Storage policies
Contents
Overview
DeepSense is primarily a platform for big data analytics of oceans research data. However, it is not meant for long term data storage. Data will only be stored so long as your project is ongoing. Once a project is completed, it is expected that the users will remove their data in a timely fashion.
Each filesystem has a default quota, with more space available upon request. While some of the filesystems are backed up, it is the responsibility of the user to maintain their original data on their own site.

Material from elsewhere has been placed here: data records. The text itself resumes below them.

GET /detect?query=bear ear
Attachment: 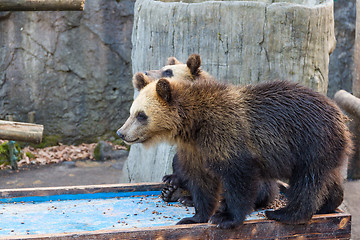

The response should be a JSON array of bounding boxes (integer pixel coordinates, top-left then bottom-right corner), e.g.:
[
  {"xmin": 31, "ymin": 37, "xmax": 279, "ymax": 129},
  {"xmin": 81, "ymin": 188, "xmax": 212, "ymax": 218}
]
[
  {"xmin": 133, "ymin": 73, "xmax": 151, "ymax": 91},
  {"xmin": 166, "ymin": 57, "xmax": 182, "ymax": 65},
  {"xmin": 156, "ymin": 78, "xmax": 172, "ymax": 103},
  {"xmin": 186, "ymin": 54, "xmax": 201, "ymax": 76}
]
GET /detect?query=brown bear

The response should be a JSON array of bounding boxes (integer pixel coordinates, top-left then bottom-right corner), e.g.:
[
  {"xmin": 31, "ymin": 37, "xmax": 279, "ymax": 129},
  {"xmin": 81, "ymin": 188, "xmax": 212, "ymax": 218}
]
[
  {"xmin": 135, "ymin": 54, "xmax": 279, "ymax": 209},
  {"xmin": 118, "ymin": 67, "xmax": 352, "ymax": 229},
  {"xmin": 132, "ymin": 54, "xmax": 211, "ymax": 206},
  {"xmin": 132, "ymin": 54, "xmax": 215, "ymax": 91}
]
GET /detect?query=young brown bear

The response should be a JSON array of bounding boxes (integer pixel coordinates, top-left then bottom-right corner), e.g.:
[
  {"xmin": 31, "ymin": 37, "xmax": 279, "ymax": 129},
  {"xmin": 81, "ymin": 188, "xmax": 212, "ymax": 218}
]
[
  {"xmin": 132, "ymin": 54, "xmax": 215, "ymax": 91},
  {"xmin": 133, "ymin": 54, "xmax": 211, "ymax": 206},
  {"xmin": 135, "ymin": 54, "xmax": 279, "ymax": 209},
  {"xmin": 118, "ymin": 72, "xmax": 352, "ymax": 229}
]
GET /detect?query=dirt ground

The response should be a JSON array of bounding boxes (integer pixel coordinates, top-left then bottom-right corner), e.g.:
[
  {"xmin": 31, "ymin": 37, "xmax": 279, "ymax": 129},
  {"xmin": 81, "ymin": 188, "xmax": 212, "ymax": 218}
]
[
  {"xmin": 0, "ymin": 159, "xmax": 125, "ymax": 189},
  {"xmin": 0, "ymin": 160, "xmax": 359, "ymax": 239}
]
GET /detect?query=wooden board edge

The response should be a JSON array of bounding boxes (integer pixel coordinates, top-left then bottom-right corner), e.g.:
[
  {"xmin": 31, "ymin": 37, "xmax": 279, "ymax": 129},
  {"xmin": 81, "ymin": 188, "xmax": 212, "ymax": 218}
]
[
  {"xmin": 2, "ymin": 214, "xmax": 351, "ymax": 240},
  {"xmin": 0, "ymin": 182, "xmax": 165, "ymax": 198}
]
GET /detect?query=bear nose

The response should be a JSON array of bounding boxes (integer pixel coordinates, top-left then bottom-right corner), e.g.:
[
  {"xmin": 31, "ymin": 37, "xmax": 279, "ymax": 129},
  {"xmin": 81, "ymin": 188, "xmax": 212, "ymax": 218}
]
[{"xmin": 117, "ymin": 129, "xmax": 125, "ymax": 140}]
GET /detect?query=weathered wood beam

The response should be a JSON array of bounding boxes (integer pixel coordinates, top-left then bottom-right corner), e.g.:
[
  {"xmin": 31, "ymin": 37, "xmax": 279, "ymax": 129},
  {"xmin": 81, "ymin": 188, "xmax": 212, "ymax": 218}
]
[
  {"xmin": 0, "ymin": 120, "xmax": 43, "ymax": 143},
  {"xmin": 334, "ymin": 90, "xmax": 360, "ymax": 119},
  {"xmin": 348, "ymin": 0, "xmax": 360, "ymax": 179},
  {"xmin": 334, "ymin": 90, "xmax": 360, "ymax": 179},
  {"xmin": 0, "ymin": 0, "xmax": 85, "ymax": 11}
]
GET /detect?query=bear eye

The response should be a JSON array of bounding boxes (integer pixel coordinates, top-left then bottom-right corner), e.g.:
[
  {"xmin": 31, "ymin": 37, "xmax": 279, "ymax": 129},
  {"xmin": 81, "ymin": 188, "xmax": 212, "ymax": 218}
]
[
  {"xmin": 136, "ymin": 111, "xmax": 148, "ymax": 122},
  {"xmin": 162, "ymin": 69, "xmax": 173, "ymax": 77}
]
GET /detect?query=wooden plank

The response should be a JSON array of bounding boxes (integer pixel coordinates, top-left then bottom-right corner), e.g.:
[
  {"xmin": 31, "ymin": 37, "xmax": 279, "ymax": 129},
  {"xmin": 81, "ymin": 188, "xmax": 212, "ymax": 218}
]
[
  {"xmin": 0, "ymin": 183, "xmax": 165, "ymax": 199},
  {"xmin": 2, "ymin": 213, "xmax": 351, "ymax": 240},
  {"xmin": 0, "ymin": 0, "xmax": 85, "ymax": 11},
  {"xmin": 0, "ymin": 120, "xmax": 43, "ymax": 143},
  {"xmin": 0, "ymin": 183, "xmax": 351, "ymax": 240}
]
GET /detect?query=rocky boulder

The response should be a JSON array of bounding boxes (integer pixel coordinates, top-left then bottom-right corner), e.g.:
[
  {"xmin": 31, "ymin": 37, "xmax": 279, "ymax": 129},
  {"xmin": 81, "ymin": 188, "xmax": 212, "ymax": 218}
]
[{"xmin": 0, "ymin": 0, "xmax": 135, "ymax": 143}]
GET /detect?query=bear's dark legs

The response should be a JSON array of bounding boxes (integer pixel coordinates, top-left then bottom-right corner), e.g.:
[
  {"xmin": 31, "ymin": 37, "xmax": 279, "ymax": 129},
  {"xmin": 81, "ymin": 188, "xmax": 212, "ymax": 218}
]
[
  {"xmin": 176, "ymin": 173, "xmax": 220, "ymax": 225},
  {"xmin": 254, "ymin": 179, "xmax": 278, "ymax": 209},
  {"xmin": 161, "ymin": 154, "xmax": 194, "ymax": 206},
  {"xmin": 219, "ymin": 178, "xmax": 258, "ymax": 228},
  {"xmin": 317, "ymin": 172, "xmax": 344, "ymax": 214},
  {"xmin": 265, "ymin": 167, "xmax": 325, "ymax": 224},
  {"xmin": 210, "ymin": 155, "xmax": 259, "ymax": 229},
  {"xmin": 209, "ymin": 198, "xmax": 231, "ymax": 225},
  {"xmin": 210, "ymin": 178, "xmax": 278, "ymax": 225}
]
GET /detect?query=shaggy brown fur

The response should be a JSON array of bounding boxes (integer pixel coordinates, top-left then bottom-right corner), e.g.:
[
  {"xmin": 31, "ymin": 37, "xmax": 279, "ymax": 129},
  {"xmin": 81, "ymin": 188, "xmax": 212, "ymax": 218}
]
[
  {"xmin": 118, "ymin": 70, "xmax": 352, "ymax": 230},
  {"xmin": 134, "ymin": 54, "xmax": 279, "ymax": 209}
]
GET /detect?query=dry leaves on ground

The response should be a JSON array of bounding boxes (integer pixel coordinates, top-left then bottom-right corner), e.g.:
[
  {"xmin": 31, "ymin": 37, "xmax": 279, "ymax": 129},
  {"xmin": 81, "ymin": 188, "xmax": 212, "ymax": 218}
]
[{"xmin": 0, "ymin": 140, "xmax": 126, "ymax": 170}]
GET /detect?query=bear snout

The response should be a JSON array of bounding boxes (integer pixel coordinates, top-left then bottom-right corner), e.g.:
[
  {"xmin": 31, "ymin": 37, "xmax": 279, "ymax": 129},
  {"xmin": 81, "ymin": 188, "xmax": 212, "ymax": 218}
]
[{"xmin": 116, "ymin": 129, "xmax": 126, "ymax": 140}]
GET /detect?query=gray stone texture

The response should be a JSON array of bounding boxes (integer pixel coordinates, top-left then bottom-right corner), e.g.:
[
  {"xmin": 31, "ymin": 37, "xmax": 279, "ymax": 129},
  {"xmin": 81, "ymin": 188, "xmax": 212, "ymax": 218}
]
[
  {"xmin": 328, "ymin": 0, "xmax": 356, "ymax": 98},
  {"xmin": 0, "ymin": 0, "xmax": 135, "ymax": 143},
  {"xmin": 95, "ymin": 141, "xmax": 129, "ymax": 161}
]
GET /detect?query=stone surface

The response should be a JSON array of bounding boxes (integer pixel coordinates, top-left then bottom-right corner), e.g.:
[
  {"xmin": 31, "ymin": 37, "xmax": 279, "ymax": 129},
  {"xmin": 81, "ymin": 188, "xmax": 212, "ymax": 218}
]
[
  {"xmin": 0, "ymin": 0, "xmax": 135, "ymax": 143},
  {"xmin": 328, "ymin": 0, "xmax": 356, "ymax": 98},
  {"xmin": 94, "ymin": 141, "xmax": 129, "ymax": 161},
  {"xmin": 344, "ymin": 180, "xmax": 360, "ymax": 238},
  {"xmin": 121, "ymin": 0, "xmax": 336, "ymax": 183}
]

The filesystems provided are a shared resource. It is expected that users make sensible use of the space, and follow the guidelines outlined here. It is possible the quotas and policies will change in the future, but we will strive to provide plenty of notice.
Filesystems
There are several network filespaces that can be accessed from any of the nodes. They each have separate purposes.
Home directory
Each user has a home directory in /dshome/. Depending on your working group, it may be in a subdirectory (visitor, research, faculty, grad, etc.). This is primarily designed for your personal use, and only you have permission to access it. It is ideal for managing scripts, source code and test data sets.
Data
The data directory will house the bulk of your data. It has a larger default quota. The data should be stored under a group directory which everyone in your group will have access to. This is the primary location for transferring large amounts of data. It is accessible via samba.
DB data
Data that resides in a database of some sort will be stored here.
Scratch
Each user will have a directory in /scratch/username. The scratch filesystem is intended to support data used during job execution. This is temporary space, and is not backed up. Data which has not been accessed in 60 days may be purged. Data needed for longer storage should be stored elsewhere.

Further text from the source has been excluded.